Database abstractions for Golang

John Wang
9 min readJun 30, 2023

--

At Assembled, we’ve been using Golang as our exclusive backend language since our founding in 2018. We run a pretty standard web application, but we found that accessing the database comes with its own particular set of challenges that haven’t been fully addressed by the Go standard library or community packages.

In this article, we’ll talk about 3 abstractions we’ve built at Assembled that make database access in Golang easier:

  • An interface to share code between single- and multi-row getters
  • A helper method to ensure you’re always handling errors and closing rows when scanning from the database
  • An interface to share code between transactions and non-transactions

Challenge 1: Writing performant, reusable SQL queries

The problem: Sharing code between single and multi-row getters

When we first started writing SQL queries, we dutifully wrote raw SQL like many Golang tutorials told us. But we soon ran into problems with this approach. Let’s say you’re writing an e-commerce application, then you might have the following method to get the information for a particular order:

type Order struct {
ID string
ItemID string
Price int
}

func GetOrder(id string) (*Order, error) {
var order Order

row := db.QueryRow("SELECT id, item_id, price FROM orders WHERE id = $1;", id)
err := row.Scan(&order.ID, &order.ItemID, &order.Price)
if err != nil {
return nil, err
}
return &order, nil
}

This is great if you only need to get one order, but what if you want to implement a page where a customer can see all their orders and now you need to add a method to fetch multiple orders? The easiest way to reuse your old code is by getting all the order ids that match and then reusing that original method that you wrote for GetOrder().

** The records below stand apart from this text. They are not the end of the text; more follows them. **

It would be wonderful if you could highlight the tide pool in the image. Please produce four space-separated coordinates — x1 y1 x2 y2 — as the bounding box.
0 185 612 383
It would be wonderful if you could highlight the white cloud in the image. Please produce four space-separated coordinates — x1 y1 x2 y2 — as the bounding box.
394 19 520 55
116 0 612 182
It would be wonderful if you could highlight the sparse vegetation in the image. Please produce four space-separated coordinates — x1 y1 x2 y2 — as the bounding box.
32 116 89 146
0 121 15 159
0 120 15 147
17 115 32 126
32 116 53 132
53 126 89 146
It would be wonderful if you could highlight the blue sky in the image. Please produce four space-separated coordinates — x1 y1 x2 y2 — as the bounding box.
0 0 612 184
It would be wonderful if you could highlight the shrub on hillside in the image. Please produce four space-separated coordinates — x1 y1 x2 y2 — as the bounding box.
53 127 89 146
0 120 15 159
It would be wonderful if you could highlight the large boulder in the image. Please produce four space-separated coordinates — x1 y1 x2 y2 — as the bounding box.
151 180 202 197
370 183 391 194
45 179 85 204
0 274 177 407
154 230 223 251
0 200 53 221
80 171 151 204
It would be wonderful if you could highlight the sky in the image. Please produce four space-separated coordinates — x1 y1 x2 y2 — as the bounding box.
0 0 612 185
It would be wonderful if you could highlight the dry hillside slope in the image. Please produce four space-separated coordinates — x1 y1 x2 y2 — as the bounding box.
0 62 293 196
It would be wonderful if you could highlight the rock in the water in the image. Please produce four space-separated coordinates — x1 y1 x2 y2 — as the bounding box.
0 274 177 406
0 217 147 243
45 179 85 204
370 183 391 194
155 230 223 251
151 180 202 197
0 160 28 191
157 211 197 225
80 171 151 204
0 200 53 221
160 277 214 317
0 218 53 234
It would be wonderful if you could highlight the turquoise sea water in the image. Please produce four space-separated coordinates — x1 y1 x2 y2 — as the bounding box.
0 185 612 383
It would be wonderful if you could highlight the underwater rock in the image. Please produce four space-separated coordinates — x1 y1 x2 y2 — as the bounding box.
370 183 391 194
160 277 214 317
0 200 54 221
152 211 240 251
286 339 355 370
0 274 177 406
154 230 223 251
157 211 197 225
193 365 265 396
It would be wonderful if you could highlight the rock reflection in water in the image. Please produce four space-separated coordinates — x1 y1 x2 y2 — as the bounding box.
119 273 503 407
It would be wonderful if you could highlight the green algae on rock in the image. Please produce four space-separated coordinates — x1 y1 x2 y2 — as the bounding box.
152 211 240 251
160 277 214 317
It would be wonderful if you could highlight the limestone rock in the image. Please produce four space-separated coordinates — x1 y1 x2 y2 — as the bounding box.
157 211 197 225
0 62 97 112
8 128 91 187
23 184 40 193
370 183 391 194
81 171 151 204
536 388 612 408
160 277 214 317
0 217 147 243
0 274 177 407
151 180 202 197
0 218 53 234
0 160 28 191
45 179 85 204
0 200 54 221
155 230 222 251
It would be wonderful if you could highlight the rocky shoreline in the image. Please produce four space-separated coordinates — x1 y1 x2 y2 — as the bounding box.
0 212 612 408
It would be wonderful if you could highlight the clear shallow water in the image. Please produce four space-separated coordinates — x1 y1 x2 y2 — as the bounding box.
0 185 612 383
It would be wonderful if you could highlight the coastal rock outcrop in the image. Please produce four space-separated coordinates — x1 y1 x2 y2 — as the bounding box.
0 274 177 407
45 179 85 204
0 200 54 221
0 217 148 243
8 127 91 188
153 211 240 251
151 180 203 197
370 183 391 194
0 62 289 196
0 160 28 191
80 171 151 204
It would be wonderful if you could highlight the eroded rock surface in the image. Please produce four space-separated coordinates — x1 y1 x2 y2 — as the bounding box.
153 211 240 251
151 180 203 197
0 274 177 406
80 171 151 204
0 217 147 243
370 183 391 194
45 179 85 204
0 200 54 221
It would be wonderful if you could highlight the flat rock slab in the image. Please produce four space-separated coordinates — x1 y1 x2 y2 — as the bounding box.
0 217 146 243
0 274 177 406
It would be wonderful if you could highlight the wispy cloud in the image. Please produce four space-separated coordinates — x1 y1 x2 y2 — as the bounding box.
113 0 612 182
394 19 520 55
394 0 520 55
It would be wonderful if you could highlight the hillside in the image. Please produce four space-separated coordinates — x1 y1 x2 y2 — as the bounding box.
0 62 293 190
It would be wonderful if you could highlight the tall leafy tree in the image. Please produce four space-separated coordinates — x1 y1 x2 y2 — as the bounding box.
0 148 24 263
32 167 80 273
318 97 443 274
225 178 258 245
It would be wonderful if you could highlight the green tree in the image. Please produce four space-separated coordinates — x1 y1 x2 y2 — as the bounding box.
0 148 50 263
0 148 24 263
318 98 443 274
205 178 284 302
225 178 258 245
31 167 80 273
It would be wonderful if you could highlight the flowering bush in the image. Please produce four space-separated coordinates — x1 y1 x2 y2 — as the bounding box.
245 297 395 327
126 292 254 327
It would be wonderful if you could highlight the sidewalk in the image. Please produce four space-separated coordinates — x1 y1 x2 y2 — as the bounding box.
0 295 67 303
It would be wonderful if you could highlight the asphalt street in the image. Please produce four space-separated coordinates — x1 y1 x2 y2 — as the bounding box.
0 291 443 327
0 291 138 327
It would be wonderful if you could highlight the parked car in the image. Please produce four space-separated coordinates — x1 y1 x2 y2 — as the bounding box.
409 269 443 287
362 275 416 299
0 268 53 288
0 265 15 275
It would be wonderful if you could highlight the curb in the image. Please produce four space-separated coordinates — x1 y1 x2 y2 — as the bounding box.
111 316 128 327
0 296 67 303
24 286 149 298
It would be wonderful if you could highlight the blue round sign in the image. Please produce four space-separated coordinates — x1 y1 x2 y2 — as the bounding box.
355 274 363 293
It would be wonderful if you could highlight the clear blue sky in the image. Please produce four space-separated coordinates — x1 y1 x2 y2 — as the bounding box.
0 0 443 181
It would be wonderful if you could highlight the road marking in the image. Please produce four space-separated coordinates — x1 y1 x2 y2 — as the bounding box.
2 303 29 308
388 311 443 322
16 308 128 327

func GetAllOrders() ([]Order, error) {
// Pull out the ids of all of the orders
rows, err := db.QueryRows("SELECT id FROM orders;")
if err != nil {
return nil, err
}
defer rows.Close()

var ids []string
for rows.Next() {
var id string
if err := rows.Scan(&id); err != nil {
return nil, err
}
ids = append(ids, id)
}

// For each id, reuse the GetOrder code. Notice that we must run a
// separate database query for every order
var orders []Order
for _, id := range ids {
order, err := GetOrder(id)
if err != nil {
return nil, err
}
orders = append(orders, order)
}
return orders, nil
}

The problem with the above is that you’re now making O(# of orders) queries. This is expensive and non-performant because:

  • Postgres has to parse and generate a query plan for every query
  • You’ll add the packet roundtrip time from your webserver to the database to every request, which can blow up very quickly if you have lots of requests [0].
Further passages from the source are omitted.